La meta de este camino está a dos pasos pero vuelve a desdibujarse en los adoquines empapados y el serrín de los canceles. Pronto se desvelará el oro de los canastos y se elevarán los palios en el secreto de los templos. Pero una cosa es lo que se vive y otra lo que se recuerda. El viaje de la memoria sigue otros caminos que se pierden en el olor del azahar mojado que evoca aquellas ilusiones chiquitas que cabían enteras en una túnica blanca y diminuta, mil y una veces probada en el espejo del cuarto grande; siempre a hurtadillas de los mayores.

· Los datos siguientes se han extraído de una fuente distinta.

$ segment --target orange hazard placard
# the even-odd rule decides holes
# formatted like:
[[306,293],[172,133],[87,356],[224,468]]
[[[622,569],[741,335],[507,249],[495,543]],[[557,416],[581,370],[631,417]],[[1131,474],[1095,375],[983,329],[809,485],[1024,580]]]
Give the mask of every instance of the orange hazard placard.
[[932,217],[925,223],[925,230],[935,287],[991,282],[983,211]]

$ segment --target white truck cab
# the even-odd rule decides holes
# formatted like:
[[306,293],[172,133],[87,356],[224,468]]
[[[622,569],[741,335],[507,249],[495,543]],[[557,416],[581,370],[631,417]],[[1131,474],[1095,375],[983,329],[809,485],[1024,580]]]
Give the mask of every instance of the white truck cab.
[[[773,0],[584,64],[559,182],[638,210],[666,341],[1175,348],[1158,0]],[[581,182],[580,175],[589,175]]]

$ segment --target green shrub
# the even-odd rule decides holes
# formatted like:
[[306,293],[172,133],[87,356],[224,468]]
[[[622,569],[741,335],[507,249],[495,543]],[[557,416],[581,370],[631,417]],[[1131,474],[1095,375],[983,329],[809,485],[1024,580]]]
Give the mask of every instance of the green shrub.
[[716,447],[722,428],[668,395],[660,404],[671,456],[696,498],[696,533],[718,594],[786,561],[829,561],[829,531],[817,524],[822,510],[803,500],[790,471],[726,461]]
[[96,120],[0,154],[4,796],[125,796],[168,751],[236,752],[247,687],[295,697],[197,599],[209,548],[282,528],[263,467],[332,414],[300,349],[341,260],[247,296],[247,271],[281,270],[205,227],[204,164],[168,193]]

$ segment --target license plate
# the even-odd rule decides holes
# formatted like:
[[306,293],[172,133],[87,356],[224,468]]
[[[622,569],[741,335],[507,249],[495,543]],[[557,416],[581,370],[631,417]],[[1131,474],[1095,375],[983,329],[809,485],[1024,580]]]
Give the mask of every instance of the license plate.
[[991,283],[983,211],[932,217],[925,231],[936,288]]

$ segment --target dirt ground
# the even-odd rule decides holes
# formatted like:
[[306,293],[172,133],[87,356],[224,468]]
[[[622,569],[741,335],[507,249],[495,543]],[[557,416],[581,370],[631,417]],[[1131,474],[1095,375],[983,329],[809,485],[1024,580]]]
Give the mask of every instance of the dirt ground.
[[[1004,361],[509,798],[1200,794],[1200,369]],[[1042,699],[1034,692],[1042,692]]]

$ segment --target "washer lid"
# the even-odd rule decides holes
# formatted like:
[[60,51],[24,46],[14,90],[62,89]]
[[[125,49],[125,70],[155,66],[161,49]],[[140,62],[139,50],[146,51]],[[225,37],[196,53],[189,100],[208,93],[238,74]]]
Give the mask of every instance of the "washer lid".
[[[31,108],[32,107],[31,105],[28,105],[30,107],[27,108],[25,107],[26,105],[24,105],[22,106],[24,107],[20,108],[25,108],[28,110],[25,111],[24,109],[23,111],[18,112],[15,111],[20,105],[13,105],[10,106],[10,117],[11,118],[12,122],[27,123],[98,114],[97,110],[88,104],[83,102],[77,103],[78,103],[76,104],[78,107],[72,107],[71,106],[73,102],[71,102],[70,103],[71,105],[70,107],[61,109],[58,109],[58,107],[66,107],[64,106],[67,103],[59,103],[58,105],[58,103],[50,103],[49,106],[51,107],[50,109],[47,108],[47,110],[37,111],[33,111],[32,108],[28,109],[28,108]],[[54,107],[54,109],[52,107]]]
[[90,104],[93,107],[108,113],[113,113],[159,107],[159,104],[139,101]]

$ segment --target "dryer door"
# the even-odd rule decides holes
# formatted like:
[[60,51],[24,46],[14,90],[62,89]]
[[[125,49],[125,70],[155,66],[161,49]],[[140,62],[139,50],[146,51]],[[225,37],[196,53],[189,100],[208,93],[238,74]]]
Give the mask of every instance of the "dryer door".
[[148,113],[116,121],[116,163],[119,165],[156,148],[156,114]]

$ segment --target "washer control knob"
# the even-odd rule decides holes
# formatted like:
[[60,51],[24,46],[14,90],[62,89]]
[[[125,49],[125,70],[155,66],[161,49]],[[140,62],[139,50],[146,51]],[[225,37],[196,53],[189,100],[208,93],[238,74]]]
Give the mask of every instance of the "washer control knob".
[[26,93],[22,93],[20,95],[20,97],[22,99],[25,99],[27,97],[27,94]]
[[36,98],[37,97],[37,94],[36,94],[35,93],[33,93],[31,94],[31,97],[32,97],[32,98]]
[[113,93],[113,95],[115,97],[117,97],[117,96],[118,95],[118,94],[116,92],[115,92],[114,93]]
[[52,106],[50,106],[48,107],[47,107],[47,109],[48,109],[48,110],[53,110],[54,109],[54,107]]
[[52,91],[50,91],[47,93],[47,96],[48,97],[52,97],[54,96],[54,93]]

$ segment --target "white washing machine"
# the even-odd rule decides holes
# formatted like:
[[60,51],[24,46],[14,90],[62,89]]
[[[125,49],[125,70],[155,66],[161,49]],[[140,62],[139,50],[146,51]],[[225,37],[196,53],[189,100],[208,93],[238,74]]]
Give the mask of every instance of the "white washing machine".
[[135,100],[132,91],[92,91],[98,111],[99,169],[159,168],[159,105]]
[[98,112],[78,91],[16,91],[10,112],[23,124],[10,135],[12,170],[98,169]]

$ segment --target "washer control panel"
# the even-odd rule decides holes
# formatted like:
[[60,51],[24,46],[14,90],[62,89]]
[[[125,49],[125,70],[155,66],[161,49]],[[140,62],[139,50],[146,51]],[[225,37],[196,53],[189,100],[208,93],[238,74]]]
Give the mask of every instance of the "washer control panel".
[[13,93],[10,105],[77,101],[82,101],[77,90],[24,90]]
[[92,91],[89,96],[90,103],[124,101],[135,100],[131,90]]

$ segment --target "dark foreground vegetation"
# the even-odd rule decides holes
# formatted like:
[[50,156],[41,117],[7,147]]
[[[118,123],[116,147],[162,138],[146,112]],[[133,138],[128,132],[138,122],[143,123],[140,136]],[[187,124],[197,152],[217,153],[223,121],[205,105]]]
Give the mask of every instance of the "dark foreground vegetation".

No se trata de lamentar la llegada del final de lo que aún ni ha comenzado. Pero más allá de ese vértigo de lo irreversible se esconden otros miedos, otras certezas irrevocables embadurnadas de la ceniza que inauguró la Cuaresma ; cubiertas con el velo morado que empañaba las viejas cruces alzadas y los altares. Buscamos en la Semana Santa y en las esquinas de este tiempo hermoso la felicidad y la plenitud que sentimos cuando éramos súbditos de la patria antigua de la niñez. Es el regreso a la Edad de Oro : un nuevo viaje a la mítica Ítaca que emprendemos sabiendo, sin reconocerlo, que sólo alcanzaremos las puertas de aquel paraíso interior que vosotros y yo tan bien conocimos. La Semana Santa y el zaguán de la espera es territorio de la memoria, pero también de esa extraña desolación que nos arranca lágrimas mientras estalla la primavera, calienta el primer sol de marzo y otros están hablando de gozo.